Kinect and Move make their presence felt too, should you wish to play with a little more range of motion. Both control mechanisms allow for some interesting interactivity but ultimately fail to provide the sense that your actions are being translated accurately enough. Either the accuracy is not there – particularly frustrating when putting – or the motion controls are too precise and unforgiving. Providing perfect input without any real-world feedback is almost impossible and that’s what makes the motion controls nothing more than an interesting diversion. Tiger 13 is still best played with a traditional controller.
The other major addition this year is the inclusion of the Tiger Legacy Challenge mode. This is a kind of mini-career challenge mode but also acts as a great introduction to the game, for those that perhaps aren’t as familiar with it as the die-hard fans. You follow Tiger’s pivotal golfing moments, from chipping shots into a paddling pool through to Masters wins. It has massive potential but fails to adequately live up to what it could have been thanks to lacklustre presentation, something which is unexpected in a big EA Sports game. The Legacy Challenge mode lacks a bit of purpose in places, making it quite tedious and the snippets of video used as introductions are awkward and poorly executed. Sometimes the objectives aren’t clear enough and as a result, the whole mode feels like something of a missed opportunity.
The huge career mode is still present, of course, and it’s as deep and involving as ever. You can create a custom golfer and take them from minor tournaments right up through the ranks to major events. Along the way, you’ll unlock plentiful equipment and earn pins which offer certain boosts to your abilities when equipped on your golf bag. It’s a kind of perks system that takes its cues from the RPG crowd and it’s a neat idea, well implemented.[drop2]You’ll also earn coins for completing certain challenges on each of the 16 starting courses. These challenges usually focus on a particular aspect of the game, rather than simply winning a round, so you’ll be trying to meet specific requirements like hitting multiple eagles on one round. The coins are important if you want to unlock the significant amount of greyed-out courses on the selection screen. You can either grind through the game, meeting challenges and collecting coins to pay for rounds on closed courses or you can connect to the store and pay real money for them.
With challenges needing to be met on the 20 unlockable courses before they permanently open, you’ll likely need enough coins to pay for several rounds before you can meet the criteria. This results in a huge portion of the game which is much more likely to be accessed by those willing to put down more money. It feels cheap and exploitative, given that the retail price of the game is still as high as ever.

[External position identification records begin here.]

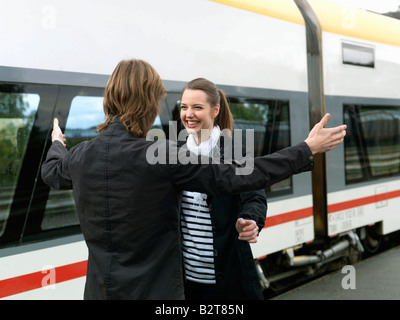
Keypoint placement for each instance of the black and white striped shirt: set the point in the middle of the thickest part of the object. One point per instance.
(197, 236)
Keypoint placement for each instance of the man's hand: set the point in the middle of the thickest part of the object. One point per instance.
(247, 229)
(321, 139)
(57, 133)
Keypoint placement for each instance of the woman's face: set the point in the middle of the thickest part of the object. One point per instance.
(197, 114)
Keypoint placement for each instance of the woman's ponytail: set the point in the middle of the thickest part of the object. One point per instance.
(224, 119)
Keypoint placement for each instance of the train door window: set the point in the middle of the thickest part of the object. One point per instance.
(271, 124)
(17, 114)
(85, 114)
(372, 146)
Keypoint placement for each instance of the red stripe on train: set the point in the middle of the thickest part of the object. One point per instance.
(308, 212)
(34, 280)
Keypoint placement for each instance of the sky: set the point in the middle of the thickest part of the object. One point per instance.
(380, 6)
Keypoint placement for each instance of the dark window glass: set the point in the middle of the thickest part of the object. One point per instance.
(270, 121)
(17, 114)
(372, 145)
(86, 112)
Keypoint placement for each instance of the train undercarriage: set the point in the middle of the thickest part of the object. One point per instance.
(289, 268)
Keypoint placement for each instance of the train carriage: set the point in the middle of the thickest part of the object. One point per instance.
(282, 65)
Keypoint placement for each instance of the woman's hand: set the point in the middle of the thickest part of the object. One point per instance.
(57, 133)
(321, 139)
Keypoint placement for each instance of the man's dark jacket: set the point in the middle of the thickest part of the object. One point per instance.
(128, 205)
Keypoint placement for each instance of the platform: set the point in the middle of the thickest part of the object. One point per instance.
(375, 278)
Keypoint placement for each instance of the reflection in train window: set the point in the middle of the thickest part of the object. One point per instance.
(372, 145)
(270, 121)
(17, 113)
(84, 116)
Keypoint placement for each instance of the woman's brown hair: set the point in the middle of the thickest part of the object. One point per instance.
(214, 96)
(133, 94)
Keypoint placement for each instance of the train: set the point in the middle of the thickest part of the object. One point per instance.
(282, 65)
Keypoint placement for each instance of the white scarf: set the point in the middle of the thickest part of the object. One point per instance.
(205, 148)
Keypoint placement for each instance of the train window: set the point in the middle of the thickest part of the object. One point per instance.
(357, 55)
(17, 114)
(84, 116)
(270, 121)
(372, 146)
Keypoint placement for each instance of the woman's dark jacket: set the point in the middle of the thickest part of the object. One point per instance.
(129, 205)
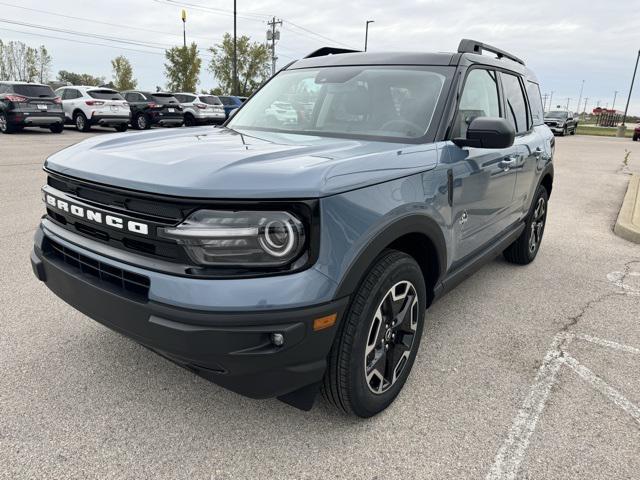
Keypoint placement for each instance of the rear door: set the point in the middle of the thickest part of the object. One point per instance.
(483, 180)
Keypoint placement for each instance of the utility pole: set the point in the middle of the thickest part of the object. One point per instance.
(235, 50)
(184, 28)
(272, 36)
(580, 97)
(366, 33)
(623, 127)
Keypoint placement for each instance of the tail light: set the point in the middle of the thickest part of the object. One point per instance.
(16, 98)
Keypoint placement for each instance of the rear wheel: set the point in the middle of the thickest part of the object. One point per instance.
(81, 122)
(5, 126)
(379, 337)
(526, 247)
(56, 128)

If you’re committed to the coins system, there are few better ways of earning them than with the new Country Club system in the online side of the game. Essentially a kind of clan system, this allows groups of friends to join together and earn extra coins with private online tournaments and plenty of regular competitions as well as quick play modes. The online modes will increase the speed at which you earn coins too, so it’s very useful for opening up those closed courses.

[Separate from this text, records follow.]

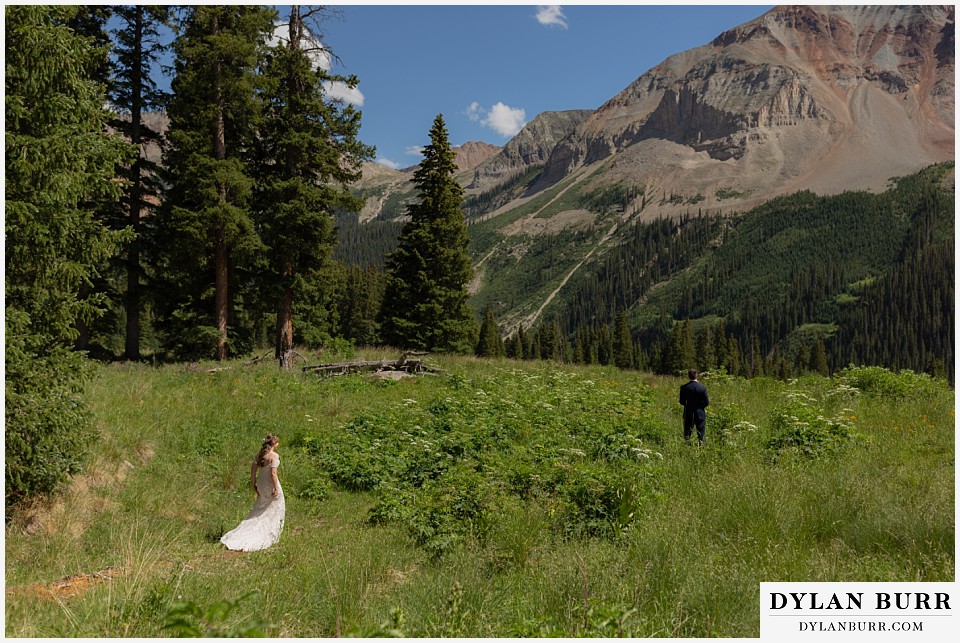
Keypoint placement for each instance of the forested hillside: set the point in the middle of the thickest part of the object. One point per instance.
(870, 276)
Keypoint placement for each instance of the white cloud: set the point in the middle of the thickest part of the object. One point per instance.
(551, 16)
(341, 91)
(320, 58)
(474, 111)
(501, 118)
(385, 162)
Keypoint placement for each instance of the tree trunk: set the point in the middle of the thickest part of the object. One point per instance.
(221, 252)
(222, 302)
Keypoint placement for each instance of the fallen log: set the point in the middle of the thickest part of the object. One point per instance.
(412, 366)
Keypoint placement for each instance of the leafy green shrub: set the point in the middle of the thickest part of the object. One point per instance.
(799, 426)
(442, 467)
(316, 489)
(881, 382)
(48, 431)
(730, 425)
(187, 619)
(596, 500)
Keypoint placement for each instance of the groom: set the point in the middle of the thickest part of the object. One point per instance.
(693, 397)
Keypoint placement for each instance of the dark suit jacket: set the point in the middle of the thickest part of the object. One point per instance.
(693, 397)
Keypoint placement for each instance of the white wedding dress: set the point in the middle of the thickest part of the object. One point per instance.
(262, 526)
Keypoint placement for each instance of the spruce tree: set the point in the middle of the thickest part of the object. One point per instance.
(59, 165)
(308, 153)
(622, 343)
(425, 304)
(490, 343)
(818, 359)
(134, 92)
(206, 231)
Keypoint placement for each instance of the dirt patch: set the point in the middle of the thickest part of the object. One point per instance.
(536, 226)
(67, 587)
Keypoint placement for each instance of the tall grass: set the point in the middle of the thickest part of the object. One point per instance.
(170, 473)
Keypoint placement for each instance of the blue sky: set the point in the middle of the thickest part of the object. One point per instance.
(491, 68)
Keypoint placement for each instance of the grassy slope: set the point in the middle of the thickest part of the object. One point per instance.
(169, 476)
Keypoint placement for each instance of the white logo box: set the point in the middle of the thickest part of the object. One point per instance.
(858, 611)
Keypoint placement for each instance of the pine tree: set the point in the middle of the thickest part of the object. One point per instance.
(133, 91)
(308, 153)
(206, 230)
(425, 304)
(622, 343)
(704, 345)
(490, 343)
(59, 166)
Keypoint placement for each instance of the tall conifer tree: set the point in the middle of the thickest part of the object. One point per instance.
(308, 153)
(59, 164)
(206, 227)
(425, 304)
(134, 92)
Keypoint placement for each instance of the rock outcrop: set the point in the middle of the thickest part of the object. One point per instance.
(532, 146)
(804, 97)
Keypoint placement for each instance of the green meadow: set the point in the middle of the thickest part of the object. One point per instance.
(496, 499)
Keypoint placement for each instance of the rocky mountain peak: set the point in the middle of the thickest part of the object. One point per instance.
(473, 153)
(803, 97)
(532, 146)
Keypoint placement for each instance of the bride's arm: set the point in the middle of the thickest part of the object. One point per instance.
(276, 481)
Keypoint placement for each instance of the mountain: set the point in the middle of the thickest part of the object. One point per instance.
(819, 98)
(531, 147)
(804, 137)
(473, 153)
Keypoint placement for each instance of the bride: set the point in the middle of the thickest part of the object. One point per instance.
(262, 526)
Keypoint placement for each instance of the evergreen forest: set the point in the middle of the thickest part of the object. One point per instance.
(243, 236)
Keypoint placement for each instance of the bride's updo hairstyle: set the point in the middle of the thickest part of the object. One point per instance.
(268, 443)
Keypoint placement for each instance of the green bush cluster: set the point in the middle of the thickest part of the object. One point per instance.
(446, 467)
(882, 382)
(801, 425)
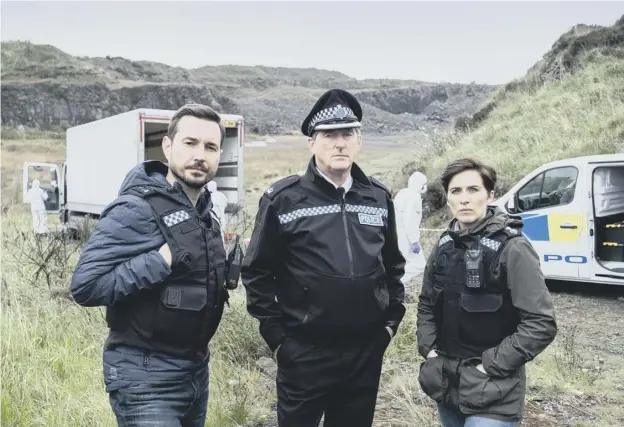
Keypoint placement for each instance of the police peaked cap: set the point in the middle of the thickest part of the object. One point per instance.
(335, 109)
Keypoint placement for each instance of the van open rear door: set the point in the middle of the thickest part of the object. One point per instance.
(51, 181)
(607, 178)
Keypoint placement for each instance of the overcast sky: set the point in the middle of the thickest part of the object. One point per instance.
(486, 42)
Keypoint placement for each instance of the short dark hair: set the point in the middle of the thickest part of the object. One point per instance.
(488, 174)
(200, 111)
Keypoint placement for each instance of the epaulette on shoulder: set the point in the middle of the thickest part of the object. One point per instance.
(278, 186)
(379, 184)
(140, 191)
(444, 238)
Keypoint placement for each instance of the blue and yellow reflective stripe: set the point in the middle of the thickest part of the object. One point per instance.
(547, 227)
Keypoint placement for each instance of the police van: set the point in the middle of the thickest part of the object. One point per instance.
(573, 213)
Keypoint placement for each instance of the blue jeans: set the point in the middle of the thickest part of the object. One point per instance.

- Looks and sounds as good as ever.
- New control system actually makes the game more intuitive and precise.
- Plenty of game modes and courses.
- Pins are a smart way to add ability boosts and tactics to the game.

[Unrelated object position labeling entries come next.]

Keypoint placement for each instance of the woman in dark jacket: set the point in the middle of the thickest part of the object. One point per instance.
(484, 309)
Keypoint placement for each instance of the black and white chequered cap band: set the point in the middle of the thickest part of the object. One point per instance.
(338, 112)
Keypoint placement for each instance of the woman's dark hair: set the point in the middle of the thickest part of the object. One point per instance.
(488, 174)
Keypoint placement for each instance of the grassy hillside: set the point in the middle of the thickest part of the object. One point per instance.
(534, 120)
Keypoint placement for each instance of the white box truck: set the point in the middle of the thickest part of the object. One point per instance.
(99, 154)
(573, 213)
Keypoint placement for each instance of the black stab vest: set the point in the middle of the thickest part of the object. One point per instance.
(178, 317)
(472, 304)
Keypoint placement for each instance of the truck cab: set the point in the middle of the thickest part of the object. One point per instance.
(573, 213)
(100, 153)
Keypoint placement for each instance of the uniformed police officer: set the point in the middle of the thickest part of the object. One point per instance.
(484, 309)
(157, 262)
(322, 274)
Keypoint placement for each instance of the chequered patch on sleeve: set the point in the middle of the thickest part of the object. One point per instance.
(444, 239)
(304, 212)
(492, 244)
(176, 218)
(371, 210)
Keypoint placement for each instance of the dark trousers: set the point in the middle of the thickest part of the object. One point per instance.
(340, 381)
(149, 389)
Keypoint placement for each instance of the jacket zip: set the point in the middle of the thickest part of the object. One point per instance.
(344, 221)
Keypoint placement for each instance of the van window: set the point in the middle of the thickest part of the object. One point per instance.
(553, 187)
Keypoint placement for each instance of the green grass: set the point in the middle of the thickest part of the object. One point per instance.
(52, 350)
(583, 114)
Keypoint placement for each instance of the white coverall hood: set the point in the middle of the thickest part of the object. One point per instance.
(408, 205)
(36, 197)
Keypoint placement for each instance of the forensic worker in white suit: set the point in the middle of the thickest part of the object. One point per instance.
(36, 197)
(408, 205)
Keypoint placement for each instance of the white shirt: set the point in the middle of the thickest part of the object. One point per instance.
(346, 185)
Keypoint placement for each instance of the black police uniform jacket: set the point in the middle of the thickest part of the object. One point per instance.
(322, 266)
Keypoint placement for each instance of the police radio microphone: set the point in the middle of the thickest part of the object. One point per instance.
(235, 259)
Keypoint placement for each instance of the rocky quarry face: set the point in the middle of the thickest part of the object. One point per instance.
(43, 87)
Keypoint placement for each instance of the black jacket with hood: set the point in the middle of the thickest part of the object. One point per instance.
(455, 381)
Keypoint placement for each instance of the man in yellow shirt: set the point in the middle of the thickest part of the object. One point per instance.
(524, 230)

- Motion controls are an interesting diversion to show off.
- Legacy Mode feels a little bit rushed.
- Locked courses weighted to coerce further payments.
- Motion controls are not useful for playing the game.
EA has plenty of experience at iterating on its huge sports games and Tiger Woods PGA Tour 13 is indicative of that experience. It seems to add just enough to make it worthwhile for owners of last year’s game, while still feeling very familiar. The Pins, Country Clubs and Legacy mode are all welcome additions, although they offer differing levels of appeal. Even with the masses of temptingly fenced-off content, and the obvious attempts to leverage more money out of you, the best courses are probably those that you have access to from the start so, if you don’t mind staring at greyed out course selections, you can probably just ignore them.